Anonymous Coward | about 2 years ago | (#40051377)

It`s better to drill it down before it blows up on his own no?

Re:Supervolcano Drilling Plan (0)

Anonymous Coward | about 2 years ago | (#40051421)

Imagine! It's an awesome source of heat which could generate enough energy to power up somes crazy projects :)
Can't wait to see this thing works, and also would like to do the same thing here in Canada (we have a awesome super volcano here too!)
And add to this a great source of many minerals, without even digging for it!

So...
1- Dig
2- Get Lava
3- Use the heat to power the "mineral separation" process
4- Break and separate minerals found in the cool lava
5- Profits, profits and many more profits

or
1- Dig
2- Blows up ;)

Dams tend to work best without holes. (0)

Anonymous Coward | about 2 years ago | (#40049383)

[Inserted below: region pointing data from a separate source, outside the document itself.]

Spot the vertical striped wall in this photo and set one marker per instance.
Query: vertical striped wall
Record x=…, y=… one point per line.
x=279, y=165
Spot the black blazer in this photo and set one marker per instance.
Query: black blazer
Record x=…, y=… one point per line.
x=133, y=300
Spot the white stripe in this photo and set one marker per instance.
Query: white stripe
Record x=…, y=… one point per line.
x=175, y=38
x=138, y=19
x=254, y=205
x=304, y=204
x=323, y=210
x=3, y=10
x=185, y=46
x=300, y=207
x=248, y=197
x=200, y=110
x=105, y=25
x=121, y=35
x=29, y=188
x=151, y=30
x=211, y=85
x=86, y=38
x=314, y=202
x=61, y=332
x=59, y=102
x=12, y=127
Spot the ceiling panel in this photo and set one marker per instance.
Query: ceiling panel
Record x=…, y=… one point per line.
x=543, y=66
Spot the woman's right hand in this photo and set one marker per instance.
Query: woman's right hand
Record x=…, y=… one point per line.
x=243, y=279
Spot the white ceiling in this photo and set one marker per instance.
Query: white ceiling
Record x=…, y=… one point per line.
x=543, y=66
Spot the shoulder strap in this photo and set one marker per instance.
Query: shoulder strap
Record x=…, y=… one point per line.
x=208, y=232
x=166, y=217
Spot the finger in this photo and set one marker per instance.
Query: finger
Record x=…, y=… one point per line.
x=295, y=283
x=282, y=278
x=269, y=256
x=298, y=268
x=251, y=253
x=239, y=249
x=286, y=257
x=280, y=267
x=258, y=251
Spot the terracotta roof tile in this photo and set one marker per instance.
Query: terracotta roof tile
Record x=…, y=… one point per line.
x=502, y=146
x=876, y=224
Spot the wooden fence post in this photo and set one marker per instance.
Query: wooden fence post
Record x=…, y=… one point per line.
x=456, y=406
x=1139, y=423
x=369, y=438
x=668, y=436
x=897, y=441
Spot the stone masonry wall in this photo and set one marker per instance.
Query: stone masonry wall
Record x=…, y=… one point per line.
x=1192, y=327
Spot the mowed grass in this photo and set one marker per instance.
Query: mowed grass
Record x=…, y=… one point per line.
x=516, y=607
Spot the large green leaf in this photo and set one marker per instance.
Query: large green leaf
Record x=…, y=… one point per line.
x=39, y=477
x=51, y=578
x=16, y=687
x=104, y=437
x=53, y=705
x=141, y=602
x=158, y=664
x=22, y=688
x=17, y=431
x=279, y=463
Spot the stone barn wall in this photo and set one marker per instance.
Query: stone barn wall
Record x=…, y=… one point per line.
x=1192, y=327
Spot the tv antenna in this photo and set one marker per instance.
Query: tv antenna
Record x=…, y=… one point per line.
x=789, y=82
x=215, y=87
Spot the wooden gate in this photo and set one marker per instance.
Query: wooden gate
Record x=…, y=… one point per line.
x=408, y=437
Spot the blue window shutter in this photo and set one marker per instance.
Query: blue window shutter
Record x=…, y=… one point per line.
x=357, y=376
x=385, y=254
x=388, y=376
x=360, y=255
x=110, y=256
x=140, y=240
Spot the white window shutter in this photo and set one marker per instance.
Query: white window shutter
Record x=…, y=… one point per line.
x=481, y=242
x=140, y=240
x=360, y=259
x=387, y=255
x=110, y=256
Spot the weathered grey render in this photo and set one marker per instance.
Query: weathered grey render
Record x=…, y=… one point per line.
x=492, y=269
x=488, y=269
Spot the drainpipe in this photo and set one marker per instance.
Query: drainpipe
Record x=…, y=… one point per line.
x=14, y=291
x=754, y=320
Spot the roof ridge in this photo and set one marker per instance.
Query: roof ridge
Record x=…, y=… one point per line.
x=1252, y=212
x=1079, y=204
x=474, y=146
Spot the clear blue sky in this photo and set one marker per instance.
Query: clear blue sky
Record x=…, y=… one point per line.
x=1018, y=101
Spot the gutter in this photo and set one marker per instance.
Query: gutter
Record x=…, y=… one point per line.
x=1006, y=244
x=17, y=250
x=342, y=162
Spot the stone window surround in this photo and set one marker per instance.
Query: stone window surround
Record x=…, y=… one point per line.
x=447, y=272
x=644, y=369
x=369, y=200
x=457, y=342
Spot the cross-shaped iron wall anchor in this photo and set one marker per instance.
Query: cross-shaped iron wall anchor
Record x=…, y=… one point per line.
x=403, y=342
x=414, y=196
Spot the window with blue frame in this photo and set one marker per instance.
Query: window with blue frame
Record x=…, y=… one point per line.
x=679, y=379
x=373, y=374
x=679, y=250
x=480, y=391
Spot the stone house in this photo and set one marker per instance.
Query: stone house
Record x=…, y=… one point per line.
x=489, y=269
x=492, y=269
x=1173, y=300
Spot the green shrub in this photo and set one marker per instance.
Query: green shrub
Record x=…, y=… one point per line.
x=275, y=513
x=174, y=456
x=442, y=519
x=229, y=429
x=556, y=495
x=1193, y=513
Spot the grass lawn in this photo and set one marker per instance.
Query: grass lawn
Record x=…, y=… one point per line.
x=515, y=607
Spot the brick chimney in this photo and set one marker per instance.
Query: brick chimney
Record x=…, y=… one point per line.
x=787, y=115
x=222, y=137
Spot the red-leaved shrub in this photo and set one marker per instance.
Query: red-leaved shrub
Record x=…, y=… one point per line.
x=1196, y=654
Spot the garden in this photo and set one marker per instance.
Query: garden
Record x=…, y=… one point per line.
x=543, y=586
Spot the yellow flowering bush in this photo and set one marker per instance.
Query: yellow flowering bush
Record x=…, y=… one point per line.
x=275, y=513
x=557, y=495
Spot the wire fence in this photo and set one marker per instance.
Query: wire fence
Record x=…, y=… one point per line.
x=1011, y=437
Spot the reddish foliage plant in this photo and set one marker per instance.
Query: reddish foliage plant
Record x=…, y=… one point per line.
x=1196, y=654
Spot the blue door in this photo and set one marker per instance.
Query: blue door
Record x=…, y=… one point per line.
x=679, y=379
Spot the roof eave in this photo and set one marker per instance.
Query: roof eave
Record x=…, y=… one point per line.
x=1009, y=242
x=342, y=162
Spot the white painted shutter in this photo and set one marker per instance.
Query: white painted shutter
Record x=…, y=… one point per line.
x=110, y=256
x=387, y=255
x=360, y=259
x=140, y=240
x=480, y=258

Ever heard the saying "Don't poke a hole in the Dike?" How about "It's unwise to prod a sleeping bear." Sure this has some useful potential applications. We would know a heck of a lot more about super volcanoes and what makes them tick. We would probably be able to figure out a way to harness geothermal energy on a massive scale. We just might also learn the global whether and economic impact of a large scale volcanic eruption. I'm sure a shallow well of about 500 meters would be harmless, but I wouldn't suggest going much deeper. If you thought pressurized oil coming from a sea floor well was bad, try pressurized magma that tends to melt whatever cork you attempt to fit in it. Once a pathway to the surface is found, magma will eat away at the rock the same way water erodes the surrounding riverbanks. I doubt that we have the technology to control something with that much shear power behind it. Also with the goal of relieving pressure is probably a bad idea as magma is constantly flowing into the magma chamber. I doubt that we could keep up with the flow rate. Best we could do is delay the inevitable.